Topic 4 Networking (2)
Wednesday, May 24, 20174.5 A taste of HTTP: emulating wget
HTTP: Hypertext Transfer Protocol, an application layer protocol widely used in today's web.
Ha, I just used this command tool,
wget, a week ago.
4.5.1 Description
wget is a command line utility that, given a Universal Resource Locator (URL), can downloads files (.html, .js, .jpg, .mov, .zip, or whatever). For example, we want to download a picture of a guru in computer science, Professor Donald Knuth at Stanford.
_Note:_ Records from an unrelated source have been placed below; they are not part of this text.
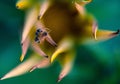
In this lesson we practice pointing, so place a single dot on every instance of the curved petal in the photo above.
(23, 4)
(23, 68)
(106, 34)
(31, 18)
(43, 8)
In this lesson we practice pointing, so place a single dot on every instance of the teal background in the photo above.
(95, 63)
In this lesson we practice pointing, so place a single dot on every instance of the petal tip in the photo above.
(21, 58)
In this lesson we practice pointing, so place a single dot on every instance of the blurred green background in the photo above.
(95, 63)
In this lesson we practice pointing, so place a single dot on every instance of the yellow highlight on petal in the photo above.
(22, 57)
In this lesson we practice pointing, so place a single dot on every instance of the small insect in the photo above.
(40, 35)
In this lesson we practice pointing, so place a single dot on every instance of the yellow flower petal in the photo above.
(106, 34)
(25, 4)
(30, 21)
(43, 8)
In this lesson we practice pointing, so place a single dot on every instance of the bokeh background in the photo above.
(95, 63)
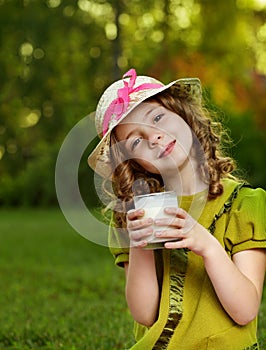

$ wget https://en.wikipedia.org/wiki/File:KnuthAtOpenContentAlliance.jpg -O DKnuth.jpg
--2017-05-28 08:07:15-- https://en.wikipedia.org/wiki/File:KnuthAtOpenContentAlliance.jpg
Resolving en.wikipedia.org... 198.35.26.96, 2620:0:863:ed1a::1
Connecting to en.wikipedia.org|198.35.26.96|:443... connected.
HTTP request sent, awaiting response... 200 OK
Length: unspecified [text/html]
Saving to: ‘DKnuth.jpg’
DKnuth.jpg [ <=> ] 44.27K --.-KB/s in 0.01s
2017-05-28 08:07:16 (3.71 MB/s) - ‘DKnuth.jpg’ saved [45337]
$
Our implementation, web-get, simplifies wget's functionality, but nonetheless serves a good example to illustrate most basic parts of the HTTP protocol, since this tool need to speak HTTP, specifically HTTP/1.0 dialect, to fulfill its mission.
$ web-get https://en.wikipedia.org/wiki/File:KnuthAtOpenContentAlliance.jpg
Total number of bytes fetched: 45337
$
SIDE NOTE:
Review from EE284 or CS144: Internet protocol suite in TCP/IP 4-layer model
Application layer (with typical port number) - BGP(179), DHCP(67,68), DNS(53), FTP(21), HTTP(80), HTTPS(443), IMAP(143), NTP(123), POP3(110), SMTP(25), SSH(22), Telnet(23), ...
Transport layer - TCP, UDP, DCCP, SCTP, RSVP, ...
Internet layer - IP (IPv4, IPv6), ICMP, ECN, IGMP, OSPF, ...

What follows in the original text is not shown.